I want to use embeddings learned by structured model in tree base algorithm.
(based on lesson 4 - Rossmann example)

I can extract the matrices by to_np(m.model.embs[ix].weight.data) but I also need a lookup table used by learner to correspond each item in a category to the raw in the corresponding matrix.
( I checked that the matrices are in the same order as categories in data frame.)

In other words I need to calculate the embedding layer activation on given data.

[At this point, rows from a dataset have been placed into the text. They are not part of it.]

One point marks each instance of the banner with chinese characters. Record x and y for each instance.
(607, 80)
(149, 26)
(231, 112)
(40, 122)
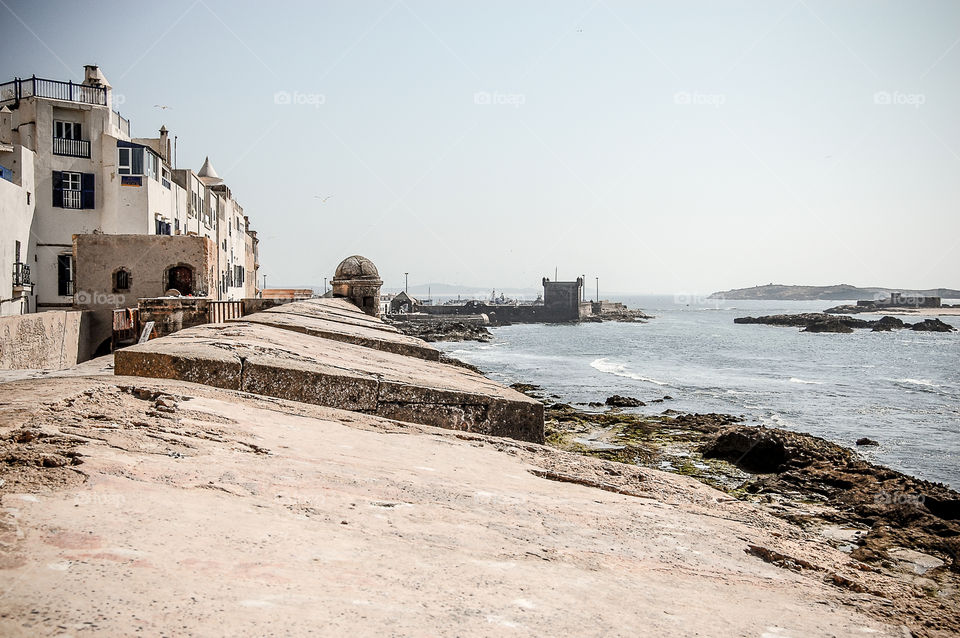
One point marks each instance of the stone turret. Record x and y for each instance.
(358, 281)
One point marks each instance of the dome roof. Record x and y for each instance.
(356, 267)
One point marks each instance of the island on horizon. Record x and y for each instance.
(783, 292)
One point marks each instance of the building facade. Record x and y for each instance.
(70, 167)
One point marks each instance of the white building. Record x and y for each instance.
(69, 167)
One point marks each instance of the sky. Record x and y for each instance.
(662, 147)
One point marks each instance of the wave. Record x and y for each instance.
(924, 382)
(620, 370)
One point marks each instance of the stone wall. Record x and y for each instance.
(147, 260)
(170, 314)
(327, 352)
(51, 340)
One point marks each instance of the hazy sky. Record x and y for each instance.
(660, 146)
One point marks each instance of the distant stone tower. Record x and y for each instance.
(358, 280)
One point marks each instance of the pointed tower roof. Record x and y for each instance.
(207, 170)
(207, 174)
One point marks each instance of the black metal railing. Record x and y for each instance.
(19, 88)
(71, 148)
(21, 274)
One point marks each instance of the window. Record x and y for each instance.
(123, 161)
(121, 280)
(130, 161)
(66, 130)
(150, 164)
(73, 190)
(64, 275)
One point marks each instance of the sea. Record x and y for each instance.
(900, 388)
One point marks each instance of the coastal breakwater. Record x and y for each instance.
(120, 493)
(327, 352)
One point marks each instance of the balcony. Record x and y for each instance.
(18, 88)
(71, 148)
(21, 279)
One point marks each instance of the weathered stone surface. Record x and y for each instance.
(331, 319)
(246, 516)
(282, 363)
(50, 340)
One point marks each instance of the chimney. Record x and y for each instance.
(93, 76)
(165, 144)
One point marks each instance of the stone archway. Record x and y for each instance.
(180, 278)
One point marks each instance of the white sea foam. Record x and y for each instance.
(924, 382)
(611, 367)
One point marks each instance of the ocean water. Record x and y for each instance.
(900, 388)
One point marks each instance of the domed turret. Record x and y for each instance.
(356, 267)
(358, 281)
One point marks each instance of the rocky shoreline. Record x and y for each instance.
(441, 330)
(824, 322)
(889, 523)
(433, 330)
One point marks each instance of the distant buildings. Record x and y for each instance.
(87, 210)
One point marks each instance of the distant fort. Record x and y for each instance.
(562, 302)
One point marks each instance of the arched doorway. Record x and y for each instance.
(180, 278)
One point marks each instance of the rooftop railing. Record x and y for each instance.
(120, 122)
(19, 88)
(21, 275)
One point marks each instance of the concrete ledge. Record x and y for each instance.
(283, 363)
(343, 327)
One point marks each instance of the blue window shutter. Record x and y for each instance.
(87, 193)
(58, 189)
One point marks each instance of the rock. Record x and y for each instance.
(886, 324)
(806, 319)
(617, 401)
(442, 330)
(828, 325)
(766, 450)
(932, 325)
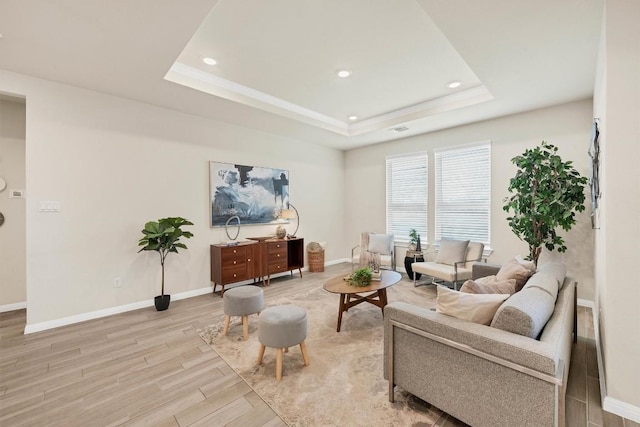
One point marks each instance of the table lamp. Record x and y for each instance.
(290, 213)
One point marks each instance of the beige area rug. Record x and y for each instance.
(344, 383)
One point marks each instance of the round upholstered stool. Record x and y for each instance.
(242, 301)
(281, 327)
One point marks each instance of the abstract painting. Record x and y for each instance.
(255, 194)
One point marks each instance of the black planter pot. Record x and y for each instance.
(407, 266)
(162, 302)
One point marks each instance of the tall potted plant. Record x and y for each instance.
(547, 193)
(163, 237)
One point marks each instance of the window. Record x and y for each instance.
(463, 193)
(407, 195)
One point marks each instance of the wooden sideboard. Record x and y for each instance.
(256, 258)
(236, 263)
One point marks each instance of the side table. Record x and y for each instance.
(411, 257)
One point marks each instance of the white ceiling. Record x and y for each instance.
(277, 60)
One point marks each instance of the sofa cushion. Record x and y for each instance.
(557, 269)
(452, 251)
(543, 280)
(525, 312)
(380, 243)
(478, 308)
(529, 265)
(512, 269)
(489, 285)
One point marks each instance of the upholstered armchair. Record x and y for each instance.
(372, 246)
(453, 262)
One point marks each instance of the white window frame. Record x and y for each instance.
(463, 193)
(407, 201)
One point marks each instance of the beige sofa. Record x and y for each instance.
(483, 375)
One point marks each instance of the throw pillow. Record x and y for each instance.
(529, 265)
(512, 269)
(525, 313)
(380, 243)
(557, 269)
(477, 308)
(489, 285)
(452, 251)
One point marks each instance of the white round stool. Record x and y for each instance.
(242, 301)
(281, 327)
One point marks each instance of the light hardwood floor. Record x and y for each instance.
(151, 368)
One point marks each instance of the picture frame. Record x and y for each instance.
(255, 194)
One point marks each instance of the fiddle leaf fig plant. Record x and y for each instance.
(163, 236)
(547, 192)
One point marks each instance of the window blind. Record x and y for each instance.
(463, 193)
(407, 195)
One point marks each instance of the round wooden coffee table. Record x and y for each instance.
(351, 295)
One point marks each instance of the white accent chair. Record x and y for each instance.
(453, 262)
(373, 245)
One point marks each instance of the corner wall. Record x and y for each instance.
(114, 164)
(13, 275)
(567, 126)
(617, 104)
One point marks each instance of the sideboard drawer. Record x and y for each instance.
(234, 274)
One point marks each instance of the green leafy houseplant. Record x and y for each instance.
(547, 193)
(163, 236)
(360, 278)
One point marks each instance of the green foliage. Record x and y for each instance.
(163, 237)
(361, 277)
(547, 193)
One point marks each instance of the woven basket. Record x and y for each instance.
(315, 255)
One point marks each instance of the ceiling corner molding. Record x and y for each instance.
(194, 78)
(464, 98)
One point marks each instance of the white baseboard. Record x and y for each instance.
(609, 404)
(43, 326)
(12, 307)
(621, 408)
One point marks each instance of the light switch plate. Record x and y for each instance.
(16, 194)
(49, 206)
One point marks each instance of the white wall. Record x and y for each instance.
(114, 164)
(13, 276)
(567, 126)
(617, 103)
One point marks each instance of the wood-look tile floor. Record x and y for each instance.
(151, 368)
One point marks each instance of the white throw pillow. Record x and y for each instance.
(477, 308)
(452, 251)
(380, 243)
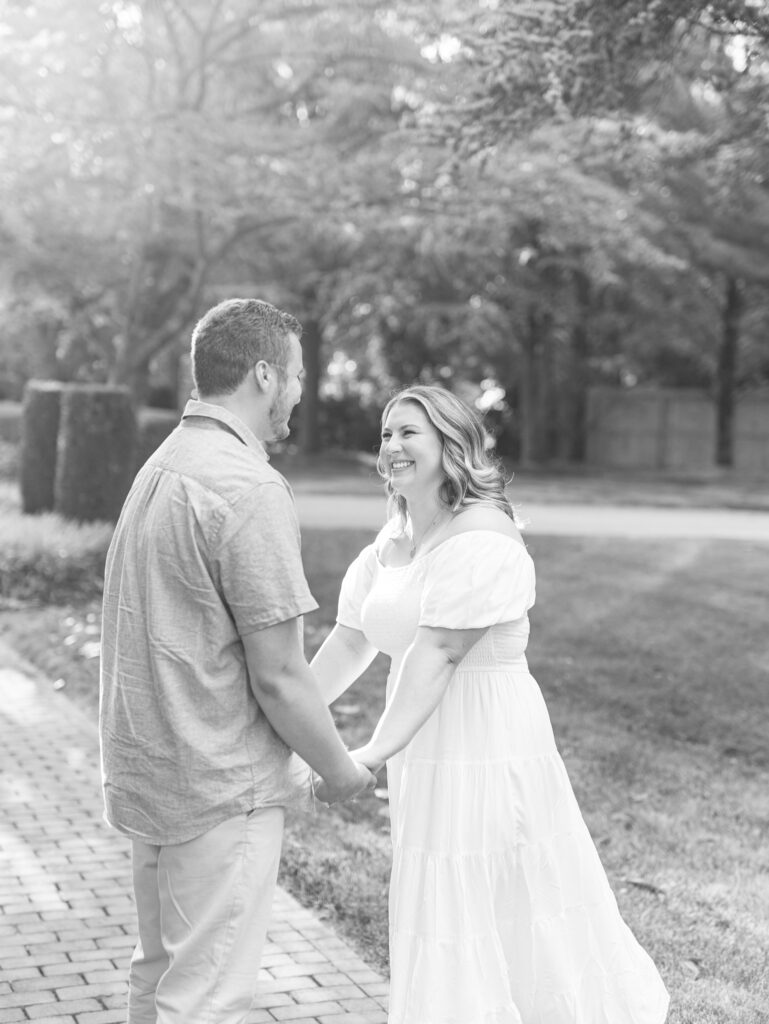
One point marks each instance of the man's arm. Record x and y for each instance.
(288, 693)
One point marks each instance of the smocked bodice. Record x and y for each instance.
(390, 614)
(479, 579)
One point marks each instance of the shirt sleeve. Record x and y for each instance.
(259, 561)
(475, 580)
(355, 586)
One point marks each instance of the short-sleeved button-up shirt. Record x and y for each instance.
(206, 551)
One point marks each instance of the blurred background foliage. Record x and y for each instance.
(518, 198)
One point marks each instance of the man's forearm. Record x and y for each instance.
(297, 712)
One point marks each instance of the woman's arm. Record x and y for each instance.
(343, 656)
(425, 674)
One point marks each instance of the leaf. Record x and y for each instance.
(347, 709)
(691, 969)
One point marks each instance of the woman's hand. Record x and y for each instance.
(368, 756)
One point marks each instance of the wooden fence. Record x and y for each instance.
(673, 428)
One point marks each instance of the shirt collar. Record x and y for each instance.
(232, 422)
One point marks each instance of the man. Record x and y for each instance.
(205, 689)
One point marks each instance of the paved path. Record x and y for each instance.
(67, 916)
(325, 511)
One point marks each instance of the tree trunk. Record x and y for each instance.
(309, 433)
(530, 392)
(727, 372)
(578, 425)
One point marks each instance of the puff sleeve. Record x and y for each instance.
(477, 579)
(355, 585)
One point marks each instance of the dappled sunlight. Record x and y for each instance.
(36, 879)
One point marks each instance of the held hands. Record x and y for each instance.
(367, 756)
(359, 779)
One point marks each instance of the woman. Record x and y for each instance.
(500, 909)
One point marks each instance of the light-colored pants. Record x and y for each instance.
(203, 909)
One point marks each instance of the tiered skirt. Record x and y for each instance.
(500, 909)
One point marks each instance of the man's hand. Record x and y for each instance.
(369, 757)
(362, 779)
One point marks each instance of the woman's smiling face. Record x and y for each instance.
(412, 449)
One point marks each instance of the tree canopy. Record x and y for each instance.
(518, 199)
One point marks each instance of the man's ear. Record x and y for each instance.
(262, 375)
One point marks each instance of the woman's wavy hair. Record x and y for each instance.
(472, 475)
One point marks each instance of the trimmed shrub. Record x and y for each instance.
(95, 453)
(154, 426)
(40, 415)
(50, 560)
(8, 461)
(10, 421)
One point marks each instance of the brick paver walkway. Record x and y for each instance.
(67, 918)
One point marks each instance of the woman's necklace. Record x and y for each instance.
(417, 544)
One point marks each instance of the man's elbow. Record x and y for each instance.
(269, 686)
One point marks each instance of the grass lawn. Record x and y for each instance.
(653, 657)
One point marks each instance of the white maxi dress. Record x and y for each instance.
(500, 909)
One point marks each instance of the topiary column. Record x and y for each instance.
(40, 415)
(96, 452)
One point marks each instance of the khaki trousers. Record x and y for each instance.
(203, 909)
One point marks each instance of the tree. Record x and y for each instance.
(154, 142)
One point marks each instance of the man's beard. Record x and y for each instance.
(279, 417)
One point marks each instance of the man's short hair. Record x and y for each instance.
(232, 337)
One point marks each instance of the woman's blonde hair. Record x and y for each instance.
(472, 475)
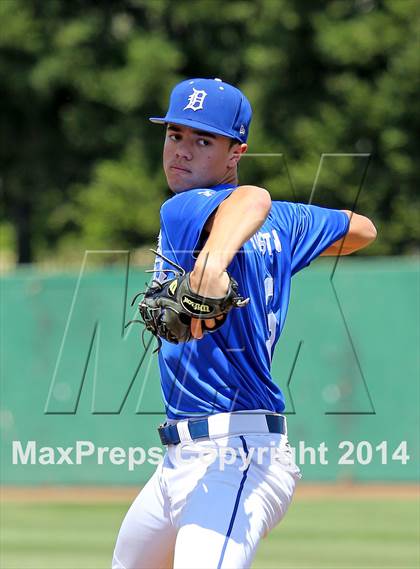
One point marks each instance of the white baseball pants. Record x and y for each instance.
(208, 504)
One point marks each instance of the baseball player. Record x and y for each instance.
(228, 475)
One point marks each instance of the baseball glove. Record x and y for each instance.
(167, 308)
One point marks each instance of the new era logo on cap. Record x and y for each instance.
(210, 105)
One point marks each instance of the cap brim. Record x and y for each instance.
(192, 124)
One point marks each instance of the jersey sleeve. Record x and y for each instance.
(184, 216)
(316, 229)
(308, 229)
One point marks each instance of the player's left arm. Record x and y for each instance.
(361, 233)
(236, 219)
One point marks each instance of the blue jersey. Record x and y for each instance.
(229, 370)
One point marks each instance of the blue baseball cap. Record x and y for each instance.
(210, 105)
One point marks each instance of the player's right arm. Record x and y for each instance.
(235, 221)
(362, 232)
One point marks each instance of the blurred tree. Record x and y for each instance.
(81, 164)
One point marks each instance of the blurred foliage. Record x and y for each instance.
(81, 164)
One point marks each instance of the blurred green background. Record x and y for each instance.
(335, 88)
(80, 162)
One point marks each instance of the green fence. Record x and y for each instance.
(347, 360)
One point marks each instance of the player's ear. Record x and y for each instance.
(236, 151)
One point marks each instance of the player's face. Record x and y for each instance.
(197, 159)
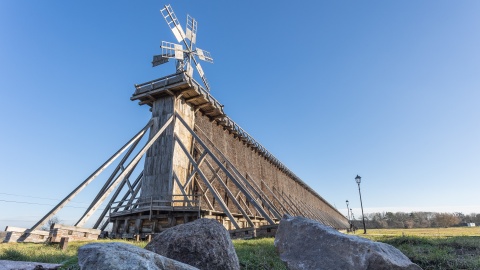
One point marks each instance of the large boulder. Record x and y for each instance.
(306, 244)
(121, 256)
(203, 243)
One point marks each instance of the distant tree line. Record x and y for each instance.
(415, 220)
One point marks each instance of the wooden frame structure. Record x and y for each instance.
(205, 184)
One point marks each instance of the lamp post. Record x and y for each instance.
(348, 212)
(349, 223)
(358, 179)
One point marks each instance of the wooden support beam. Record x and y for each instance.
(130, 167)
(275, 197)
(181, 189)
(206, 198)
(229, 193)
(112, 200)
(89, 179)
(263, 197)
(202, 176)
(229, 175)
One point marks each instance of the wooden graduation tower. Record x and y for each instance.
(197, 162)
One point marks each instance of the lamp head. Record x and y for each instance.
(358, 179)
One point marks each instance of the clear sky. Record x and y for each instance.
(388, 90)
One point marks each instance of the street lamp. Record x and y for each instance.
(358, 179)
(348, 211)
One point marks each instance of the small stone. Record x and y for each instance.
(121, 256)
(307, 244)
(203, 243)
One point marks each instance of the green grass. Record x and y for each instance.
(439, 249)
(257, 254)
(47, 253)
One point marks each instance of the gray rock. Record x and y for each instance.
(15, 265)
(306, 244)
(203, 243)
(119, 256)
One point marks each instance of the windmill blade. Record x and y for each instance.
(173, 23)
(204, 55)
(159, 59)
(191, 30)
(189, 70)
(172, 50)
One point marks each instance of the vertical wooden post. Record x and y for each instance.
(162, 160)
(63, 243)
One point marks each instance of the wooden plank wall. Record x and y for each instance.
(256, 168)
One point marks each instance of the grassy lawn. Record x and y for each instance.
(444, 248)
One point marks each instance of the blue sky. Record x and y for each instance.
(388, 90)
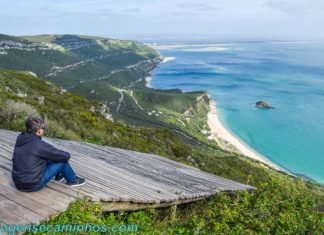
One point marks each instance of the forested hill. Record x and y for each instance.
(111, 71)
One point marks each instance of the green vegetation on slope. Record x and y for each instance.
(281, 204)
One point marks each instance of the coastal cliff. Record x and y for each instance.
(120, 111)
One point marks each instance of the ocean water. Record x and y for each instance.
(287, 75)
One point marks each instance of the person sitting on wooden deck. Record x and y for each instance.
(36, 162)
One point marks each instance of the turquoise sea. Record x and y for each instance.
(287, 75)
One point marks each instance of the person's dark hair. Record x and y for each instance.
(33, 124)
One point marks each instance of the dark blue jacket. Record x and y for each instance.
(30, 158)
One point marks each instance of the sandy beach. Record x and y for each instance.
(230, 142)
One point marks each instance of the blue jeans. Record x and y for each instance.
(54, 168)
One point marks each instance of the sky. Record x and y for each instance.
(227, 19)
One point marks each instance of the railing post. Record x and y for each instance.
(173, 211)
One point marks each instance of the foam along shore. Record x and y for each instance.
(228, 141)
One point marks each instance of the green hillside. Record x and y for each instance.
(110, 71)
(281, 204)
(93, 89)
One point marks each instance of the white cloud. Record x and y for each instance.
(231, 18)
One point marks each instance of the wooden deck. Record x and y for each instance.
(120, 179)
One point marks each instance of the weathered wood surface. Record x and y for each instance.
(120, 179)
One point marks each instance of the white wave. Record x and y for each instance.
(180, 46)
(167, 59)
(207, 49)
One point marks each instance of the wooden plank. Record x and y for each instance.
(120, 179)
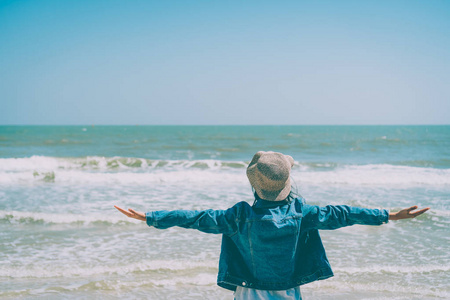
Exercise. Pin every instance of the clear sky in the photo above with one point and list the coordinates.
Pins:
(224, 62)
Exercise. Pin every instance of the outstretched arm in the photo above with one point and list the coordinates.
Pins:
(407, 213)
(209, 221)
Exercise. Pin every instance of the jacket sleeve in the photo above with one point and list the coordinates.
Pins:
(336, 216)
(209, 221)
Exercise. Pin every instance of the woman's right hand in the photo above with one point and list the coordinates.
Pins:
(407, 213)
(131, 213)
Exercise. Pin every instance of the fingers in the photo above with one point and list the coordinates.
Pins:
(128, 214)
(138, 213)
(419, 212)
(411, 208)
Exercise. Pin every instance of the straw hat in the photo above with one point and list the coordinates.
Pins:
(268, 173)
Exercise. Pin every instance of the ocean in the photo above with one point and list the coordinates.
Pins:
(60, 236)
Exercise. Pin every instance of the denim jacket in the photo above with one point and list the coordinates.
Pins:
(271, 245)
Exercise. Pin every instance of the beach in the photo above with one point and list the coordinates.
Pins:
(60, 236)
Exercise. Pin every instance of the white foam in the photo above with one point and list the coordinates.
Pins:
(120, 170)
(381, 174)
(48, 271)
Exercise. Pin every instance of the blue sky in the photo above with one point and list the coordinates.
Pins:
(224, 62)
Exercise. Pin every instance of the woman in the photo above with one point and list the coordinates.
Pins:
(271, 248)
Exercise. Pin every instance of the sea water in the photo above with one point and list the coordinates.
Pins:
(60, 236)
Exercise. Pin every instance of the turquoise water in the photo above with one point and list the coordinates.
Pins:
(60, 237)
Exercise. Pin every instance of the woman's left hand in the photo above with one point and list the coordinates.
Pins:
(131, 213)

(could not find it on the forum)

bezova · November 2, 2018, 8:06pm

I just realized the I do not understand the reason behind adding 1 to embedding categories.
cat_sz = [(c, len(cars[c].cat.categories)+1) for c in cat_vars]
The matrix longer then available categories. Does anyone knows why we do it?

davidagmac · April 5, 2019, 7:23pm

As far as I can tell the following attribute should give you that, it is a mapping from categorical feature names to a list of all the categories in that feature, which is used to look-up the embedding matrix:

learn.data.label_list.x.classes
(assuming your Learner object is called learn)

Regarding the number of rows in the embedding matrix equalling cardinality + 1, it appears that an extra row is added representing ‘#na#’ which presumably is a catch-all to handle the case where there is a new category found in the test data which wasn’t in the training data (and so wouldn’t have a row in the embedding matrix).

This even happens for the categorical columns created by FillMissing preprocessor where we end up with 3 rows in the embedding matrix corresponding to the following categories:

array(['#na#', False, True], dtype=object)

bezova · April 11, 2019, 5:42am

thanks, David, this is great way. I eventually approached it by using hook from lesson 6, 2018. may be found here: https://medium.com/@hiromi_suenaga/deep-learning-2-part-1-lesson-7-1b9503aff0c
Even simpler manual approach is to introduce global var by which the model class decides to return activations.
n+1 finally makes sense.